Et justement, un autre article révèle que les révérends noirs prêchent plus longtemps — 54 minutes en moyenne — que les blancs (et quatre fois plus longuement que les catholiques). En sus l’analyse lexicale révèle que les noirs louangent davantage tandis que les évangélistes insistent plutôt sur les péchés et la damnation éternelle. L’étude se fonde sur près de 50 000 sermons et 6 500 congrégations (avril-juin 2019). Du lourd.
Aux États-Unis, on ne rigole pas avec les études de marché. Et pourtant, pourtant, en vérité, on vous le dit, le sermon de la Montagne se lit en moins d’un quart d’heure. Jésus trop concis, et partant, trop catholique ? Plus lapidaire que Trump et ses six pages adressées à Nancy Pelosi ?
Au fait, je ne sais trop si Trump a fait appel à des hackers russes ou ukrainiens, mais j’ai tout à coup des difficultés à accéder au site de CT. L’attente se fait plus longuette que celle de l’Alléluia final d’un pasteur noir.
Toujours est-il, comme l’a souligné Trump et le remarque Hugh Hewitt, du Washington Post, la diffusion de Christianity Today est en déclin. Et selon Hewitt, cet édito ne va rien arranger. Franklin Graham, le fils du défunt Billy, considère que son papa n’aurait pas voulu cela et que le mensuel est devenu liberal. Doux euphémisme.
Les évangélistes représentent le quart de l’électorat étasunien. Ils ont voté, à 80 % pour Trump en 2016.

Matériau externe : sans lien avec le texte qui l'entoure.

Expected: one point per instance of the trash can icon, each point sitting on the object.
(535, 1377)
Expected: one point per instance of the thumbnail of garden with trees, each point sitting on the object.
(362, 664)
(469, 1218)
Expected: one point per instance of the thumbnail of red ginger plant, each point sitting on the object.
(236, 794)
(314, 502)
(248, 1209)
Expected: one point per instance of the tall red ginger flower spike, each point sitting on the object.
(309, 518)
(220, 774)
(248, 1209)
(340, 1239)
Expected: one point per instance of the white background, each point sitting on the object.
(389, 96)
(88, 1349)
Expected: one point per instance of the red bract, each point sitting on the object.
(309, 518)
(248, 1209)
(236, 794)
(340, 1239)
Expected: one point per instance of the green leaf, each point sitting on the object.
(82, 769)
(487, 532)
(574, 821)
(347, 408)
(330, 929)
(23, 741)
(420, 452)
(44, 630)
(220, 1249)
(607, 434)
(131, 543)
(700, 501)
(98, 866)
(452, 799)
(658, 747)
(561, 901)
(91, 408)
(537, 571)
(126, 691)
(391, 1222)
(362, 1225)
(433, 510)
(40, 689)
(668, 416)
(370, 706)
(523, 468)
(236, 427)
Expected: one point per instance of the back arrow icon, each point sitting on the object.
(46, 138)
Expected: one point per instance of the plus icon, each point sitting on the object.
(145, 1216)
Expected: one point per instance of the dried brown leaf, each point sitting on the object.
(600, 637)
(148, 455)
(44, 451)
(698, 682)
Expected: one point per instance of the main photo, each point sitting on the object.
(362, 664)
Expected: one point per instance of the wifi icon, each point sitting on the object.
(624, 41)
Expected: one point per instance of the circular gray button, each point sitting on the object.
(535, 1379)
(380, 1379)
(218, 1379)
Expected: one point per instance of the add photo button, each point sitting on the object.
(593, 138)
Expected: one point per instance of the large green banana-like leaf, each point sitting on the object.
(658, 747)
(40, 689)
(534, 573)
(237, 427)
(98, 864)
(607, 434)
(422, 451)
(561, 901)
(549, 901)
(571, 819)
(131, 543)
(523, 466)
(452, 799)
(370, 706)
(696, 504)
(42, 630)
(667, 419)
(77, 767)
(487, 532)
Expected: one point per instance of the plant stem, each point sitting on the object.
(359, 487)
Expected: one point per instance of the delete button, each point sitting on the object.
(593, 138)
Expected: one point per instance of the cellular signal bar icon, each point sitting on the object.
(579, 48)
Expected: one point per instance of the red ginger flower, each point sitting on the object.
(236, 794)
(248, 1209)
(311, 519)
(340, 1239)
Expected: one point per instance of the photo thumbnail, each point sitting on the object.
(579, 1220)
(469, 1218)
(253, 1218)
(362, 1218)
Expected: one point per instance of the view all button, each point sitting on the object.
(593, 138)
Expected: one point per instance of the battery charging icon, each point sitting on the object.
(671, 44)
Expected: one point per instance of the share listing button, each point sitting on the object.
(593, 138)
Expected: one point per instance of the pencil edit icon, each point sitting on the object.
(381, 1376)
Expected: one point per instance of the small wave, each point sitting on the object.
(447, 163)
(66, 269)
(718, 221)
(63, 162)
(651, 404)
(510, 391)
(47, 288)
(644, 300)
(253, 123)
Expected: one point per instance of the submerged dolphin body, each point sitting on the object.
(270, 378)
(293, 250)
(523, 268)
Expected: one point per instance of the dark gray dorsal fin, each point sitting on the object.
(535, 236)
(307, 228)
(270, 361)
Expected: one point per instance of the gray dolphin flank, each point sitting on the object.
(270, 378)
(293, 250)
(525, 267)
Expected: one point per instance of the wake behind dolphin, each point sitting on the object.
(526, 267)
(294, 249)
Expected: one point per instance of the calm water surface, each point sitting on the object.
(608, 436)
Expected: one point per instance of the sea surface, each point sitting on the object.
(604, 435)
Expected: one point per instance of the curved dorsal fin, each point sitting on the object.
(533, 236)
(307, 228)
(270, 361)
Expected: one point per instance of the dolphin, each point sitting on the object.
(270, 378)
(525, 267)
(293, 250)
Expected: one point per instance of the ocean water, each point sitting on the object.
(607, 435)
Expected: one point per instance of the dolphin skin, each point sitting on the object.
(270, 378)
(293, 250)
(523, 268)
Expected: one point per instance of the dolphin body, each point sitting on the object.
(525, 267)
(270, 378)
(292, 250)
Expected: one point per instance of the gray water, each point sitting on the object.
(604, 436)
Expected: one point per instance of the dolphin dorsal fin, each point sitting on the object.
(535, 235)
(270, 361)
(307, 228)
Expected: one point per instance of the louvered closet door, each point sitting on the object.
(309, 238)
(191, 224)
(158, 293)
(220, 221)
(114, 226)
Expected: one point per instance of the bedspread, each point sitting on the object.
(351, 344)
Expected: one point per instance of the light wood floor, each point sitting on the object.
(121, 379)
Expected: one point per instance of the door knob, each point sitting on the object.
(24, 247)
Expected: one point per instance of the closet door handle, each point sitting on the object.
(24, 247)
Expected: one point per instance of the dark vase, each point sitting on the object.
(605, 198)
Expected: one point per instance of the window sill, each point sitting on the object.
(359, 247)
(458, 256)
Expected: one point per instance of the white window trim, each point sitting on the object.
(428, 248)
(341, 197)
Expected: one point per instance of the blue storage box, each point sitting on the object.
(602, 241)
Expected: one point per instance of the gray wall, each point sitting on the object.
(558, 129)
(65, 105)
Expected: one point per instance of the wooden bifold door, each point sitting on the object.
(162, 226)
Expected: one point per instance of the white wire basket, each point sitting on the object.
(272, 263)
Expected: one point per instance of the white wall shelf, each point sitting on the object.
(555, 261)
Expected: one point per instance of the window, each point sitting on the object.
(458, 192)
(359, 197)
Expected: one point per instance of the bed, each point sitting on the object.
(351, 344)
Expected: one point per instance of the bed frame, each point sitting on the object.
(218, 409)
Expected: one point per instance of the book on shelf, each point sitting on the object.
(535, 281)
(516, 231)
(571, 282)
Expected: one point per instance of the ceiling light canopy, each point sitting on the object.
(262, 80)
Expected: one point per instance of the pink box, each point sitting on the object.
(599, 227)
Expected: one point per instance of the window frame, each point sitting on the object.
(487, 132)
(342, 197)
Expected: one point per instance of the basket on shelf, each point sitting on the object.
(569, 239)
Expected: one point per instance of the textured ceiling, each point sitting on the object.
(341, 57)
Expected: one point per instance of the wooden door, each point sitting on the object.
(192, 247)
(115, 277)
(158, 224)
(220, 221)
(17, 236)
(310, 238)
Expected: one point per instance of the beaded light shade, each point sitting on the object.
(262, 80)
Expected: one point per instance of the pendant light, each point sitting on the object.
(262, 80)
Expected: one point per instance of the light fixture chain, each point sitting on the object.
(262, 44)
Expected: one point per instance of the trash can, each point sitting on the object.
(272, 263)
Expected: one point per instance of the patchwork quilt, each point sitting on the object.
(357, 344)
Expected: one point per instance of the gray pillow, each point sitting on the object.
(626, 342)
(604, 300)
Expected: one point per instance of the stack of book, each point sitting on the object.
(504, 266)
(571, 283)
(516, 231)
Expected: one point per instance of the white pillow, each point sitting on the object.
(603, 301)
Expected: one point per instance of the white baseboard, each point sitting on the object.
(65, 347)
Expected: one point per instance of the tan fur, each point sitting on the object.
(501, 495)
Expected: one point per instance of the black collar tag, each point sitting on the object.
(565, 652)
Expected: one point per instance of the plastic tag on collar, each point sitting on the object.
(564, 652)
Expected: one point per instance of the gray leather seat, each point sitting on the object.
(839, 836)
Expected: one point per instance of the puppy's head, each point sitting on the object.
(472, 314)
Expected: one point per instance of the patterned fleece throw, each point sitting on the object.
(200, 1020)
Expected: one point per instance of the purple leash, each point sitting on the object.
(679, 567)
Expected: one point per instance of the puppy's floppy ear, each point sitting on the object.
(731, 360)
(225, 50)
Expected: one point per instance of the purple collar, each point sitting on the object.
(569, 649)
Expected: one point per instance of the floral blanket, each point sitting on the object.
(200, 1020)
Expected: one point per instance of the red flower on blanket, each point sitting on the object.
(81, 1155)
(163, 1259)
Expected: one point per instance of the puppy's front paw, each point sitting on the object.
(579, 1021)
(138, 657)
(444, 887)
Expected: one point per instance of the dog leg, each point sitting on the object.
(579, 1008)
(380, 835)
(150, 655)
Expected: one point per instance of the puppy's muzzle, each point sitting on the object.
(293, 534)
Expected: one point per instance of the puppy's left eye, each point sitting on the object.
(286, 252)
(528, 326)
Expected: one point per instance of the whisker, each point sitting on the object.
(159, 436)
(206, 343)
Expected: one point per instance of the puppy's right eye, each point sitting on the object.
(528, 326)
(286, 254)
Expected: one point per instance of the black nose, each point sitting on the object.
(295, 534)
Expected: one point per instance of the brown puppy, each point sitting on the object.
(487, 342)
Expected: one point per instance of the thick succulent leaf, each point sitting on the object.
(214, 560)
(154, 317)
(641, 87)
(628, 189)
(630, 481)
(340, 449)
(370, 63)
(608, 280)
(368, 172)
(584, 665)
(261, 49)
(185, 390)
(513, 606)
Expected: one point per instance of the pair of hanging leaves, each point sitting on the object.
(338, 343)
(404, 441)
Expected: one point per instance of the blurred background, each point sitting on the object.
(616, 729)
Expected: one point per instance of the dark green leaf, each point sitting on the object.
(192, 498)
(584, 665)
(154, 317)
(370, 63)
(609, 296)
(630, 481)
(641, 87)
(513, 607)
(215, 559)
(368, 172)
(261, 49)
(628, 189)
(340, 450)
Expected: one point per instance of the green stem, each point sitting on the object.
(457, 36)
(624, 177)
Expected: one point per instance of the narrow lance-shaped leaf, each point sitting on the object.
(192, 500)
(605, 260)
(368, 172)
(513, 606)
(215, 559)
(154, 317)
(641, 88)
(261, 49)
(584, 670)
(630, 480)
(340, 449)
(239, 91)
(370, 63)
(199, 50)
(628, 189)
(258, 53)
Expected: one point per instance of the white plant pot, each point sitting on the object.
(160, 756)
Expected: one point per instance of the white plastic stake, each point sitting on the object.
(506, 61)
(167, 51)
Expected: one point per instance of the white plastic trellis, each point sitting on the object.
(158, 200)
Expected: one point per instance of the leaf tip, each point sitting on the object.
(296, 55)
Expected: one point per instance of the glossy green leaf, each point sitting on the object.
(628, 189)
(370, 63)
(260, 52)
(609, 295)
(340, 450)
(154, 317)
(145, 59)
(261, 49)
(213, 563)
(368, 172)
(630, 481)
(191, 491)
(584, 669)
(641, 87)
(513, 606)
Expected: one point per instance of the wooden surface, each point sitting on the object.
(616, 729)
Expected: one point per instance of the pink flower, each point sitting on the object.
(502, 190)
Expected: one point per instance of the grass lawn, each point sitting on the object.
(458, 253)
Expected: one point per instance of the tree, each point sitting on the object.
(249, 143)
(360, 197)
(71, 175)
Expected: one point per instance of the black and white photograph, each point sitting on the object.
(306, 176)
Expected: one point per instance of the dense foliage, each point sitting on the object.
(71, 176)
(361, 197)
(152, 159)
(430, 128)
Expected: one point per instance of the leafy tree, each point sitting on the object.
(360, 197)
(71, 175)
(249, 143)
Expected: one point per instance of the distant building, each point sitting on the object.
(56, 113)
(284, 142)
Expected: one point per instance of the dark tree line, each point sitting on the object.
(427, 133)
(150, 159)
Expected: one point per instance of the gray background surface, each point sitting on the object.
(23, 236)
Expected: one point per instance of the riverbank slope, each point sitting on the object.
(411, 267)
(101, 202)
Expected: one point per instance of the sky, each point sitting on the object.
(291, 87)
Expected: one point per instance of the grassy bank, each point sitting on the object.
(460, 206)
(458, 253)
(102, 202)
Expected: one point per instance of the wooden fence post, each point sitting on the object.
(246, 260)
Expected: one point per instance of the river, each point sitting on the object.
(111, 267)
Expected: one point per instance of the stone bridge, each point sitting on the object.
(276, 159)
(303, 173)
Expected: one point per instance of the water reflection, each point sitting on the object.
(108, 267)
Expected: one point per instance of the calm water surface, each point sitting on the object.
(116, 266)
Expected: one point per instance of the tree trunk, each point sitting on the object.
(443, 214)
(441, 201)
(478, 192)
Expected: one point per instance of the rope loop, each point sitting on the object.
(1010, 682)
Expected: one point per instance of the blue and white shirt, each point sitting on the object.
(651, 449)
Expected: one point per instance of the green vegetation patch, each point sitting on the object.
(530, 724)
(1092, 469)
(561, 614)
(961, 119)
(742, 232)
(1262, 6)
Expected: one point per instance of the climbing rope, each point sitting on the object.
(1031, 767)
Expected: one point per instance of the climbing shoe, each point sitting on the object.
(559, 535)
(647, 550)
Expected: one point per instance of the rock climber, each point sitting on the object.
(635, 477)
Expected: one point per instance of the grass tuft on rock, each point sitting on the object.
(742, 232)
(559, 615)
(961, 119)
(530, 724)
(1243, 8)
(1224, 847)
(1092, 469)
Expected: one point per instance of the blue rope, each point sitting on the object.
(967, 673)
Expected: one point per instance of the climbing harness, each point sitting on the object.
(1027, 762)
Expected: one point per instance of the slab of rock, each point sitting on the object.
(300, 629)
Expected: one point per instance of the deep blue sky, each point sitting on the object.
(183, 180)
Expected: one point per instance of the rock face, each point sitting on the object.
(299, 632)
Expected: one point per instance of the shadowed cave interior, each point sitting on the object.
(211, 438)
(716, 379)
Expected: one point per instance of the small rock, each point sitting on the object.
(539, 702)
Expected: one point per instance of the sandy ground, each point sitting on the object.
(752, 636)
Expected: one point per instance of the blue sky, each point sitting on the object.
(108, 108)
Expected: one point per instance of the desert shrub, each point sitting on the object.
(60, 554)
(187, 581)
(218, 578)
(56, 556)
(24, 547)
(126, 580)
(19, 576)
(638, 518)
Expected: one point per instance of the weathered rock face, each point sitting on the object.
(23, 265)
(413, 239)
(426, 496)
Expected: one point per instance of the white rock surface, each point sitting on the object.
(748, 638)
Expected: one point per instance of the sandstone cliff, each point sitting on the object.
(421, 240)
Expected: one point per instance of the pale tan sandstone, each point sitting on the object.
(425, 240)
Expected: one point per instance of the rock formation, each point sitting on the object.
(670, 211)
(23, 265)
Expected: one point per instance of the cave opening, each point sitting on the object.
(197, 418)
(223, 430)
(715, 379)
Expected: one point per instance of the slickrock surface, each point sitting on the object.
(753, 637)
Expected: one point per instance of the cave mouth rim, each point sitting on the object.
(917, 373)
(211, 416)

En fait, on en viendrait à se demander si CT ne mène pas un combat d’arrière-garde voué d’avance à échouer. Le mensuel cherche à maintenir la centralité de Jésus-Christ dans la sainte trinité. Mais Donald Trump est en train de le déloger de la droite du Père. Bon, d’accord, la Bible dit « heureux les simples d’esprit ». Mais elle n’a quand même pas parlé d’un blond peroxydé au fond de teint orange. Faut pas pousser. Certes, il fait des miracles (le Stock Market Record serait, selon le Donald, encore à la hausse). Faute de bouter les Latinos, il fait monter son mur plus haut que le plus fort étiage du Jourdain. Et le très orthodoxe Poutine lui envoie des bénédictions. Les démocrates pharisiens lui ont fait gravir son chemin de croix et il n’a même pas eu besoin, lui, de ressusciter. Qu’il excommunie Sleeping Joe (Doe Donnelly), Bernie Sanders, Elizabeth Warren est une chose, mais que les fidèles suivent ses sermons sur Twitter au lieu d’écouter la parole divine lors des offices pousse le bouchon un peu trop loin. Il fallait, faute que cela cesse, tenter de repousser l’échéance avant le Jugement dernier. Faute de quoi, il pourrait se faire verser direct le denier du culte.